Glenford Duffus always wanted to be a lawyer in his youth. That is, until his studies brought him to Coffee Piece All-Age School in Coffee Piece, Jamaica—a school where the principal’s focus was on assisting students who were from deep-rural communities to be engaged in academic achievement, he recalls.
“The strategies the principal employed at the time to help underserved kids were excellent,” he says. "The way she engaged the community in the effort really attracted my attention.”
So when the principal approached Duffus and asked if he had ever considered Teacher’s College, he did not hesitate. “It was the first thing I did [after school]. I went off to Teacher’s College at the age of 19, and have been a teacher ever since.”
Duffus is now retired, but this fateful decision brought him 45 years of service in education.
Duffus began his career in the Jamaican education system where he served for over 15 years—nine as principal, after which he moved to Canada. His new pedagogical practice in Canada brought him back to his roots in Jamaica as a classroom teacher which he drew on in order to perfect his craft in a new cultural context. Such mastery would lead him to positions as VP, Principal and ultimately Superintendent with the Toronto District School Board (TDSB) for nine years.
Along the way, Duffus pursued a PhD with the Faculty of Education, his focus being on Language, Culture and Learning.
In his time as Superintendent with the TDSB, Duffus chiefly served students, communities and schools within the Jane and Finch corridor. A central part of his role focused on serving as system lead for equity and inclusion, which involved asking what teachers should be doing as a system to support underserved students to change their trajectories from underachievement to achievement.
“Do we have open access to high quality educational offerings that all students can tap into that will help them advance their academic aspirations and lead them to some kind of gainful employment?” he says. “That will move them out of poverty and into accessing the kind of wealth through their education that other groups do?”
Duffus says that a key takeaway from this time was to recognize that many students have undergone trauma and oppression. “Such students cannot leave those aspects of their experience at the door when entering the classroom,” Duffus emphasizes. "Such students must bring who they are into the school and learning environment, which then becomes a part of their identity.”
“Just like we have the Reconciliation Deal to support our Indigenous individuals, we need not only some kind of specific things to support Black and Hispanics, who are at the bottom of the pyramid in terms of achievement, but we also need to some kind support to help them climb,” he says.
These are the sorts of lessons Duffus can reflect on after a 45+ year career as an educator. Teachers like him have a truly unique viewpoint about the role classroom teachers have in bringing these broader-scale visions to fruition.
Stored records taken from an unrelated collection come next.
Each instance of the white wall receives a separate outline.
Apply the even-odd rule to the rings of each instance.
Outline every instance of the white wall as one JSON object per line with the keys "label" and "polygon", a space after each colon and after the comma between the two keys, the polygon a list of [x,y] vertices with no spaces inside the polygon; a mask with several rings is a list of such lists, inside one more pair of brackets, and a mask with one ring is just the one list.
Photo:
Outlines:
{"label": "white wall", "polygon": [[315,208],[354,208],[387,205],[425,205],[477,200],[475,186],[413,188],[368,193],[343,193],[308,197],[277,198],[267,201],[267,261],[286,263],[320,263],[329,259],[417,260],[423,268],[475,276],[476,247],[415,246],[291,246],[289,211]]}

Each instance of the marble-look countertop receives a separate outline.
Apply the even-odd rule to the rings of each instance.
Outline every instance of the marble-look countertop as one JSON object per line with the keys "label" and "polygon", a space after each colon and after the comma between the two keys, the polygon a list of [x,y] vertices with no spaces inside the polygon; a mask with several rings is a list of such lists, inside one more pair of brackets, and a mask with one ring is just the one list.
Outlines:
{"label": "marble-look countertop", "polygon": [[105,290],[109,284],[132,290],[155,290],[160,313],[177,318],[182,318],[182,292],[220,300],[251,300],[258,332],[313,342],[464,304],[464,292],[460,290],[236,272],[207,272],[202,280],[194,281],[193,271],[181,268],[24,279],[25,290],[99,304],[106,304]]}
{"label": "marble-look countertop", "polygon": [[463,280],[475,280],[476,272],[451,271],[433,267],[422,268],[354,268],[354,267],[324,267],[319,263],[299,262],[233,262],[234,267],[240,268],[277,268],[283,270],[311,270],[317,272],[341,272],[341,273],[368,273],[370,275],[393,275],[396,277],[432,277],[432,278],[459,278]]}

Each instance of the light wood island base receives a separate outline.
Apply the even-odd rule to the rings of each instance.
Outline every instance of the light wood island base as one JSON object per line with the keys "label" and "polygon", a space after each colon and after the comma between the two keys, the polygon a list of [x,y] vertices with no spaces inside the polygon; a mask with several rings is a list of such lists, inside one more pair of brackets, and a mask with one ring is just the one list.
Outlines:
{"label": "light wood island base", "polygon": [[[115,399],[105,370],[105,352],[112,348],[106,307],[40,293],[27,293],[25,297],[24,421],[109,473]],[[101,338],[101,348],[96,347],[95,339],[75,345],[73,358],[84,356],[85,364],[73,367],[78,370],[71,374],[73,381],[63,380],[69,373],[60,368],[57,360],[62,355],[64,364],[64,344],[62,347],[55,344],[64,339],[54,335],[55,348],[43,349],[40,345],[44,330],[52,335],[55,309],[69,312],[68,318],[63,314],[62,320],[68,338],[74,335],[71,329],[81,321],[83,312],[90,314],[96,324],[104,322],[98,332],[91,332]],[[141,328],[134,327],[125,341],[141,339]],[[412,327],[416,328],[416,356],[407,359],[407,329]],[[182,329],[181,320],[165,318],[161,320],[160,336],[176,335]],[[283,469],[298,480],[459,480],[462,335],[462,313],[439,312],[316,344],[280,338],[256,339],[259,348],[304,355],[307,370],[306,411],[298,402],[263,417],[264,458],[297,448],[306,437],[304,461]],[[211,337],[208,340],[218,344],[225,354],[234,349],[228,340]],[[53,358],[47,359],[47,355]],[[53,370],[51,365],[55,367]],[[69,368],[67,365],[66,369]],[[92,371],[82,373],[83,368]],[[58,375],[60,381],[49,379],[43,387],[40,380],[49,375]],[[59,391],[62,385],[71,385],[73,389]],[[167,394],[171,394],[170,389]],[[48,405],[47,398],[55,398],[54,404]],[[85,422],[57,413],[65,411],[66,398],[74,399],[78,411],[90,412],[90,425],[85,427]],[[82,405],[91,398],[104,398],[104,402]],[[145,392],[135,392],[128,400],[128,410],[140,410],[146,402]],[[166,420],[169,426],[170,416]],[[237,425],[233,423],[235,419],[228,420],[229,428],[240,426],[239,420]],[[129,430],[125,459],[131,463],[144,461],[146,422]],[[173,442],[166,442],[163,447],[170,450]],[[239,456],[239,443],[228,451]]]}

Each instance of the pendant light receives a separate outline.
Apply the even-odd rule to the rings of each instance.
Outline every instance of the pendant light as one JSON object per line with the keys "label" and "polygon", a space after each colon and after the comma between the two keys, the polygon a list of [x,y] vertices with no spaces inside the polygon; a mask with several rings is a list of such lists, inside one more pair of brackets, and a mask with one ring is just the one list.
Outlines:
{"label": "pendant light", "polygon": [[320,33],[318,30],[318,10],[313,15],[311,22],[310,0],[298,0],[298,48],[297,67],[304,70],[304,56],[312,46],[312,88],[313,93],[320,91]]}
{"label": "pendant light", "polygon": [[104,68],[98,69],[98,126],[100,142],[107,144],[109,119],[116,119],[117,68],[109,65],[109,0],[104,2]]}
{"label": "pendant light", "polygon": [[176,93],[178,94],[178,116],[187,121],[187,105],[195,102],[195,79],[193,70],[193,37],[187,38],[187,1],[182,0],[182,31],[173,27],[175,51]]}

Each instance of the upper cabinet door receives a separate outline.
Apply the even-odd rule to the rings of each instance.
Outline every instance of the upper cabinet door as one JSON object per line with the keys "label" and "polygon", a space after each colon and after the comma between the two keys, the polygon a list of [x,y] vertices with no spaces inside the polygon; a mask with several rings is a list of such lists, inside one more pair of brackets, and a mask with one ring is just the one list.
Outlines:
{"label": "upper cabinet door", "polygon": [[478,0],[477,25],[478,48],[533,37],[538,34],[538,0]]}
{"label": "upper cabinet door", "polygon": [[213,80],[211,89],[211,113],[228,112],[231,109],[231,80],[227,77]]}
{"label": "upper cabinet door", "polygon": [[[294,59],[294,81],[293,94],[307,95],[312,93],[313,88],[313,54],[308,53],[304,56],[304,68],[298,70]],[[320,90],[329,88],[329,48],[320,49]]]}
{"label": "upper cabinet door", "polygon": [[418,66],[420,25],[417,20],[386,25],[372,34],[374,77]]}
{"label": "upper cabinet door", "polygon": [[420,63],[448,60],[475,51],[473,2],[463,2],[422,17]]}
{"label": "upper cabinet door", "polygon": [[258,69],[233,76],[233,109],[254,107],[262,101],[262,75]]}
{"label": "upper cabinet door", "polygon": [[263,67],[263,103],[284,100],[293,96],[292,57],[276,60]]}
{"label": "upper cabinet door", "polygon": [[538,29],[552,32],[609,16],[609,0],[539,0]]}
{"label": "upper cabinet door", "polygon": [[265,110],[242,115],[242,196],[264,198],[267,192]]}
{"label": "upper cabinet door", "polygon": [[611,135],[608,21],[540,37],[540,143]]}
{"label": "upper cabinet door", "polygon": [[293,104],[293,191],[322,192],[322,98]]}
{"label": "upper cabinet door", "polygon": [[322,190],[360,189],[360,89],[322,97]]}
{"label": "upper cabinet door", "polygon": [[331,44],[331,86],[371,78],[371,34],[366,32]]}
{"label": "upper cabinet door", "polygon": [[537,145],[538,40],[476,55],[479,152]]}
He considers students today who might be in a similar headspace as the young student in Jamaica who nearly went into law so many years ago. To those students on the fence about whether teaching is for them, he says: “You have to have a love for the advancement of humanity. You have to be passionate about service.”
To him, service means putting yourself aside to take on the causes of others—something that he himself, over his entire experience as an educator, has had to continuously do: support students and their families in order to help those who were disenfranchised.
“I could have made big bucks in some other profession or career, but nothing would have given me the self-actualization and satisfaction that I feel having served 40-something years as a teacher,” he says. “So if you’re looking for something where you will be satisfied that you’ve done your best and have served humanity, this is the route to go.”